В какой-то момент стало казаться, что все же не воевал: был под подозрением после того, что с ним случилось, — темной истории, которая, как туча, висела над этой частью семьи и никогда не разрешалась рассказом. Это называлось «когда отец был врагом народа» и приходилось на 38–39-й годы, пору негласной «бериевской» амнистии, когда кого-то неожиданно выпускали, а кого-то, как деда, не успели посадить. Что именно произошло тогда, описывалось туманно и впроброс, и только потом я сопоставила даты и поняла, что на эти же зачерненные дни пришлась бабушкина вторая беременность — мой папа родился 1 августа 1939-го, ровно за месяц до начала мировой войны и оденовского стихотворения:

Waves of anger and fear

Circulate over the bright

And darkened lands of the earth,

Obsessing our private lives;

The unmentionable odour of death

Offends the September night.

Бог весть каким чудом он оказался среди тех, кто выжил и вырос в полной семье, где были все: и мать, и отец, и сестра; я знаю две версии того, как разрешилась эта история, и та, что бытовала в моем детстве, кажется елочной, апокрифической, в свое время мы до нее дойдем. В любом случае рассказ о дедушке-военном не клеился никак — в домашнем нарративе деду отводилась роль щепки в водовороте, все это никак не ложилось в русло хорового отчета о войне и победе.
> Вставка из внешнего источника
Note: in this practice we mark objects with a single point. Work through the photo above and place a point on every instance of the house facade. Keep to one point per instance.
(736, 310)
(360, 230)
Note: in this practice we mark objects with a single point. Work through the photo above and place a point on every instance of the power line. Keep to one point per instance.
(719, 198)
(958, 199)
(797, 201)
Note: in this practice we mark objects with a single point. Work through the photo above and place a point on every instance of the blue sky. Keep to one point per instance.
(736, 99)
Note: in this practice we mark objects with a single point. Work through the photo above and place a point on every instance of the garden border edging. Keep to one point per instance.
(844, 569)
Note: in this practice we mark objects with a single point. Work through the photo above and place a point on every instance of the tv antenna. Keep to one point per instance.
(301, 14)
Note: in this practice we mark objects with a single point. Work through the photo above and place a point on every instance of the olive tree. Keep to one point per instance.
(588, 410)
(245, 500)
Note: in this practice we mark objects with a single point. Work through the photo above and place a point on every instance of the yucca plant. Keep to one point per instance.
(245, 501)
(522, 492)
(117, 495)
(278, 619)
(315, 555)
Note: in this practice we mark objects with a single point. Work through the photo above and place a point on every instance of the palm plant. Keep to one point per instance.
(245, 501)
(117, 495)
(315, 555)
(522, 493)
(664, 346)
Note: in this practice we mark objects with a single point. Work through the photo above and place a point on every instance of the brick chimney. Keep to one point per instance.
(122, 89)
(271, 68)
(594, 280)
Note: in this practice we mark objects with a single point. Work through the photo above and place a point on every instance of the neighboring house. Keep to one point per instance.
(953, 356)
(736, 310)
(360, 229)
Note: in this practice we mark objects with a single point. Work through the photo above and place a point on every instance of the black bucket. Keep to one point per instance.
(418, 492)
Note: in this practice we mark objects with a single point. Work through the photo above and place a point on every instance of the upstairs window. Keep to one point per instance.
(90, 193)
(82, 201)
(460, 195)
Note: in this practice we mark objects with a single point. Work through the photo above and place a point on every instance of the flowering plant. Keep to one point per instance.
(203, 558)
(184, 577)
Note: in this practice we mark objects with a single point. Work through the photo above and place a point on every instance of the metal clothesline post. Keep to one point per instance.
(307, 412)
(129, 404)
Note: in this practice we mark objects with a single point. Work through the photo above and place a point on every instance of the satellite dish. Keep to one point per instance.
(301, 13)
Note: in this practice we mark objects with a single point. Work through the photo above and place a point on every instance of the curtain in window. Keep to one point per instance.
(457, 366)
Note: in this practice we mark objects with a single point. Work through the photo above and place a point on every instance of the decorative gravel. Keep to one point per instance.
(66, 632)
В общем, у всех родственники были фигурантами истории — а мои квартирантами, что ли. Никто из них не воевал, не был репрессирован (непрозрачные отсылки к аресту и допросам касались и второго деда, но и там, похоже, рассосалось, обошло стороной), не оказался под немцами, не попал ни в одну из больших боен столетия. Особняком стоял рассказ про двадцатилетнего сына прабабушкиной сестры Верочки, погибшего на Ленинградском фронте, — но эта история была не про войну, а про несправедливость, и была обколота таким количеством ледяных иголок, и фотографии мальчика в тупоносых валеночках настолько не могли закончиться похоронкой, что до сих пор у меня, как когда-то у мамы, от которой я перенимала все слова и имена, темнеет в глазах и горле при слове Лёдик.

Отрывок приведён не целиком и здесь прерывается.